Computing the variance in one pass¶

There a variety of algorithms described for computing the variance of a set of numbers. Recall that the variance of a set values is $$v = \frac{1}{n-1} \sum_i \left( x_i - \tfrac{1}{n} \sum_{j} x_j \right)^2.$$ (This is the sample variance that is sometimes computed, the differences do not matter for our discussion.)

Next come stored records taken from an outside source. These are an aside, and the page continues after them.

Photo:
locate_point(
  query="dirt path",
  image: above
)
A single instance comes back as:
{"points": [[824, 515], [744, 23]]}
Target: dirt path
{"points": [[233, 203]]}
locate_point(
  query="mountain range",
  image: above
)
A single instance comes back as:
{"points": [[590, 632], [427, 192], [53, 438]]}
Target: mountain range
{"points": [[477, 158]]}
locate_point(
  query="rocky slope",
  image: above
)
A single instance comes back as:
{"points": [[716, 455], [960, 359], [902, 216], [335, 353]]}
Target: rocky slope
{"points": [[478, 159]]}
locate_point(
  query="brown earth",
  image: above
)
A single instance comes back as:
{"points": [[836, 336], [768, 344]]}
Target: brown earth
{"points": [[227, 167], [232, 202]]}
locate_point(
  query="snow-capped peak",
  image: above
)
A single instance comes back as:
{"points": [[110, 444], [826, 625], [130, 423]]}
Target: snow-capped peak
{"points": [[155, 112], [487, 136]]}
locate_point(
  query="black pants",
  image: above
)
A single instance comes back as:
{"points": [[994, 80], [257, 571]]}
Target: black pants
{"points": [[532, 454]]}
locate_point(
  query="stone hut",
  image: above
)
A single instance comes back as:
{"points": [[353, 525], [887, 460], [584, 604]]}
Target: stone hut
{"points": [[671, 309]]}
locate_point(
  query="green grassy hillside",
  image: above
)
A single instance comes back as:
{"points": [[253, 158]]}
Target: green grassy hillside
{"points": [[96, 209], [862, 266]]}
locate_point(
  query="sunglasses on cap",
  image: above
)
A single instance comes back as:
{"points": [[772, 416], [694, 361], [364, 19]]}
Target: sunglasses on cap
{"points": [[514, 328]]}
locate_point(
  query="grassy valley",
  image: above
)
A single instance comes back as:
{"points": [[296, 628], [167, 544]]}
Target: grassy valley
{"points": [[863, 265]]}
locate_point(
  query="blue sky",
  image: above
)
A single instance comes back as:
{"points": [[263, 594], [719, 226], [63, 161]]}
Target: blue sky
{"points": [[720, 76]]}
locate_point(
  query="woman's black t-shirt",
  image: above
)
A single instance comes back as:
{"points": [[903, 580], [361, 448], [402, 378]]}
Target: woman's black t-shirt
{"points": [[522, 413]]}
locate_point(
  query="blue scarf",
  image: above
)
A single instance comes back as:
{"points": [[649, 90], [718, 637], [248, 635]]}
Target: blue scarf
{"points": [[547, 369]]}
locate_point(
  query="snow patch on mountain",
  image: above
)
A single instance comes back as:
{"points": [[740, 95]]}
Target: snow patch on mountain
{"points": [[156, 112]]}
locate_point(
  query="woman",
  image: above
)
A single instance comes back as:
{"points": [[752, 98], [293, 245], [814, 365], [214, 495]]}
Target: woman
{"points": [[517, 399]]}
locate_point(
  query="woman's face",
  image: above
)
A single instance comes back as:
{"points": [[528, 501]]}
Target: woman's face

The easiest way to compute this formula is by first computing the mean: $$ \text{mean} = \tfrac{1}{n-1} \sum_{j} x_j $$ and then computing the variance based on the mean $$v = \frac{1}{n-1} \sum_i \left( x_i - \text{mean} \right)^2.$$

But this requires two visits to each datapoint. If there are millions or billions of datapoints, this could be expensive.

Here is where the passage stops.